In the United States, the CDC recently launched the Monkeypox Vaccine Equity Pilot Program, which has earmarked 50,000 doses of the vaccine for communities with barriers to vaccination. This is a start, though that quantity is a pittance. Moving forward, federal and state support nationwide will be necessary, and public health departments from the CDC to the local level should draw on the expertise of Black and Latinx community leaders and public health experts to create meaningful vaccine messaging and education. This not only means creating campaigns specifically for Black and Latinx queer men, but also meeting them where they are: at community events, sex parties, and gatherings designated for queer men of color. If we continue creating strategies that imply all queer men are the same, white queer men will continue to benefit, and Black and Latinx queer men will continue to be ignored.

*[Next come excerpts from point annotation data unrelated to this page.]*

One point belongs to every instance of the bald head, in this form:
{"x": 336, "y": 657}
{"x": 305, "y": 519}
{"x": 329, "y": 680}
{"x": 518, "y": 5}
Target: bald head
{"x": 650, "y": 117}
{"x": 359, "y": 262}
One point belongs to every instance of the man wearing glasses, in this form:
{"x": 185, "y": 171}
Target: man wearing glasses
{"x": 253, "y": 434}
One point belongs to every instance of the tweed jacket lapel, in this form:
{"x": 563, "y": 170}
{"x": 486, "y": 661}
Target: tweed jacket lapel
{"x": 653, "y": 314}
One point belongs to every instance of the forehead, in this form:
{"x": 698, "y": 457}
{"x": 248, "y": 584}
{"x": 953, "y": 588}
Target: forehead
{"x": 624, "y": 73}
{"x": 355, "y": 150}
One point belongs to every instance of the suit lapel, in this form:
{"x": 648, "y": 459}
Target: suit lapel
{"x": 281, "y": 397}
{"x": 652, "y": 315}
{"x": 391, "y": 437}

The monkeypox outbreak is still ongoing, which means that we need to be vigilant about the stories we tell to describe it. Using HIV/AIDS history to incorrectly describe monkeypox, stigmatize sexually active queer men, or ignore racial inequalities will only make it worse for those who are already structurally vulnerable to health disparities. As AIDS activists have taught us, the stories we tell matter, and they can be the difference between someone getting the care they need or remaining sick. If there is an enduring lesson to be learned from all AIDS histories, let it be this.